Food cravings are a condition, earmarked by an extreme desire for a specific food or food type. An insatiable craving for tomatoes or tomato products is known as tomatophagia.

Tomatophagia may sometimes be associated with nutritional deficiencies, especially in pregnant women. It may also occur in people with iron deficiency anemia, even though raw tomatoes are low in iron.

Tomatoes (Solanum lycopersicum) are a nutrient-dense food, rich in vitamins, minerals, phytochemicals, and antioxidants. These include:

  • lycopene
  • lutein
  • potassium
  • carotene
  • vitamin A
  • vitamin C
  • folic acid

A nutritional deficiency caused by dieting or restricted eating could result in a craving for tomatoes or tomato-based products.

Cravings for many foods, including tomatoes, are during pregnancy. While there’s no definitive explanation for why pregnancy cravings of any kind occur, they may be caused by hormonal changes or nutritional deficits.

Food cravings, including tomatophagia, may be a side-effect of iron deficiency anemia. This is a condition caused by an inadequate amount of healthy red blood cells.
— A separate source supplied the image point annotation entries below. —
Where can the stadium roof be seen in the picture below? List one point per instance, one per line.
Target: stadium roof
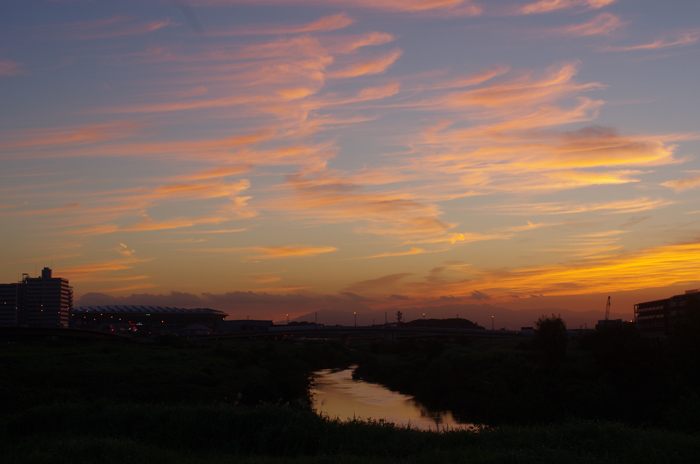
(135, 309)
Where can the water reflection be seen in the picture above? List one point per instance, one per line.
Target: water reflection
(337, 395)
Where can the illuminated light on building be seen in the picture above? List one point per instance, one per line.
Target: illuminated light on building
(657, 318)
(44, 301)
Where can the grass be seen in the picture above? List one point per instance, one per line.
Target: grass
(104, 403)
(124, 433)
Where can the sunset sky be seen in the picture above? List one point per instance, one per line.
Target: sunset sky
(280, 156)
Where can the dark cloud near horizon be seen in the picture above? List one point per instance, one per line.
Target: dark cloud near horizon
(477, 295)
(236, 304)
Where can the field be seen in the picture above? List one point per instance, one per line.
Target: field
(247, 402)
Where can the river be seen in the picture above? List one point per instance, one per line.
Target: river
(337, 395)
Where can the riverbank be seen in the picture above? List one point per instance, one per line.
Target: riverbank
(117, 433)
(245, 402)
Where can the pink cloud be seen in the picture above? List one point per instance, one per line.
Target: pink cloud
(547, 6)
(10, 68)
(683, 39)
(326, 23)
(105, 28)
Symptoms of iron deficiency anemia include:

  • exhaustion
  • weakness
  • pale skin
  • cold feet and hands

Make an appointment with your doctor if you think you have an iron deficiency. You should not try to treat iron deficiency on your own by taking iron supplements. This is because taking too much iron can be damaging to the liver.

If you're pregnant and craving tomatoes, you may have a nutritional deficiency. Talk to your OB/GYN about your current diet to determine if modification is needed. It’s always a good idea to supplement your diet with a prenatal vitamin during pregnancy. These are typically high in folate, a very important nutrient found in tomatoes.

You should also see a doctor if you’re eating a lot of tomatoes and you develop yellow skin on the palms of your hands and the soles of your feet. This may be carotenemia or lycopenemia, two conditions that are caused by eating too many foods that contain carotene.

If there’s no underlying medical cause for your craving of tomatoes, there are things you can try on your own, to help reduce these cravings:

  • Keep a food diary. Make sure to list everything you eat and drink, including the amounts. This can help you find patterns in your diet and symptoms.
  • Eat a balanced diet. This will ensure that you’re getting enough nutrients and prevent deficiencies.
  • Eat other foods that have the same nutrients found in tomatoes. This will help you avoid carotenemia or lycopenemia, while contributing to a well-rounded diet.

Foods that contain vitamin C and A include:

  • oranges
  • apples
  • red peppers
  • green peppers
  • kiwi fruit
  • strawberries
  • papaya
  • guava fruit

To increase potassium, try:

  • bananas
  • sweet potatoes
  • white potatoes
  • watermelon
  • spinach
  • beets
  • white beans

Tomatophagia may be caused by an underlying condition, such as iron deficiency anemia. Eating too many tomatoes or tomato-based products can also result in lycopenemia or carotenemia.

If you’re eating too many tomatoes, it’s important to be checked out by your doctor to rule out any underlying medical cause. Nutritional deficiencies may also cause this food craving. Talk to your doctor or a nutritionist if you’re craving tomatoes to excess, especially if you’re pregnant.